Rien ne prédestinait, pourtant, celui qui a vu le jour à Poitiers le 7 avril 1945 et habitait dans la Grand-Rue à devenir un maestro des fourneaux. Issu d’une famille modeste – son père était maçon, sa mère femme de ménage –, le garçon, très pratiquant, rêvait plutôt d’embrasser une carrière de prêtre. À l’aube de son adolescence, il quitte ses parents pour rejoindre, du haut de ses 12 ans, le petit séminaire de Mauléon, niché dans les Deux-Sèvres. Grâce aux sœurs qui le mettent à contribution aux fourneaux, il a la révélation… pour la cuisine.

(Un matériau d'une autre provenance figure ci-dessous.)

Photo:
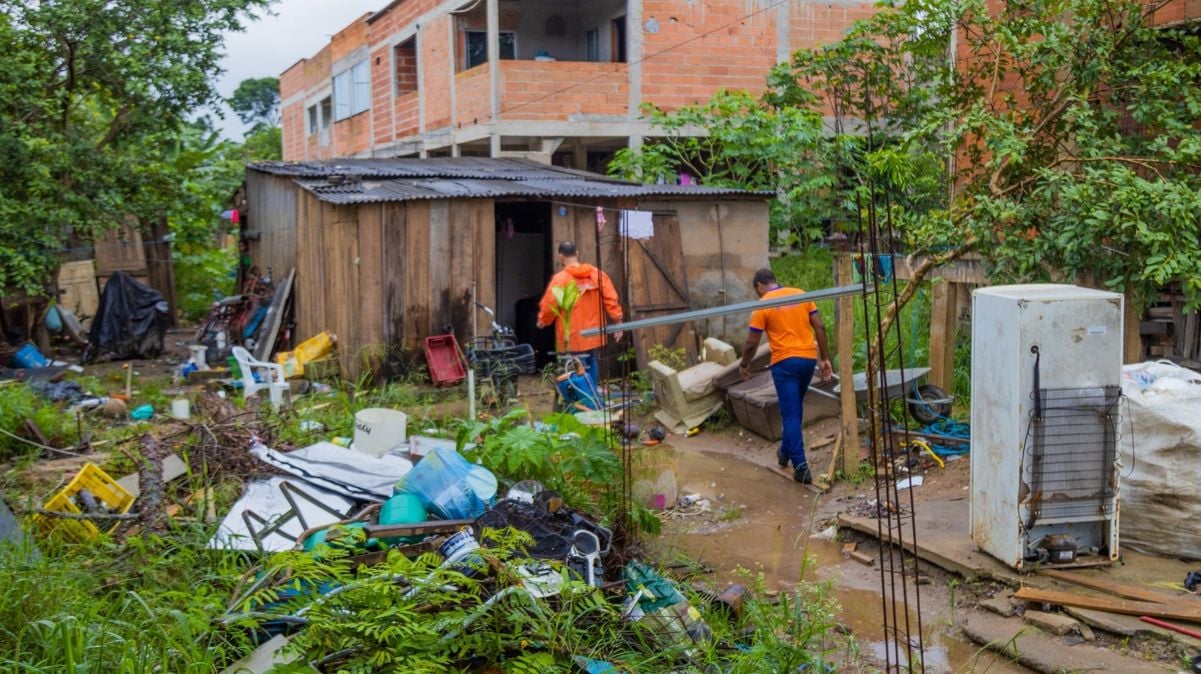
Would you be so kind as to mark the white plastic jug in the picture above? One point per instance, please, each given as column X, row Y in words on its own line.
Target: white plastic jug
column 377, row 430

Sa passion le conduit alors à ses 15 ans chez Robert Auton, au Relais de Poitiers, à Chasseneuil-du-Poitou, où il commence son apprentissage. Le petit Joël ne compte pas ses heures – il arrive tôt chaque matin et repart tard chaque soir – et découvre la magie des classiques d’Auguste Escoffier. Ensorcelé par ce monde qui lui est inconnu, il s’engage à 21 ans comme Compagnon du tour de France avec le sobriquet de « Poitevin la fidélité » au sein de l’organisation. « Ici, on m’a transmis l’amour du travail bien fait », répétait-il souvent. Mais également aux côtés de Jean Delaveyne, son mentor, qui le pousse dans ses retranchements et l’initie à la « nouvelle cuisine ».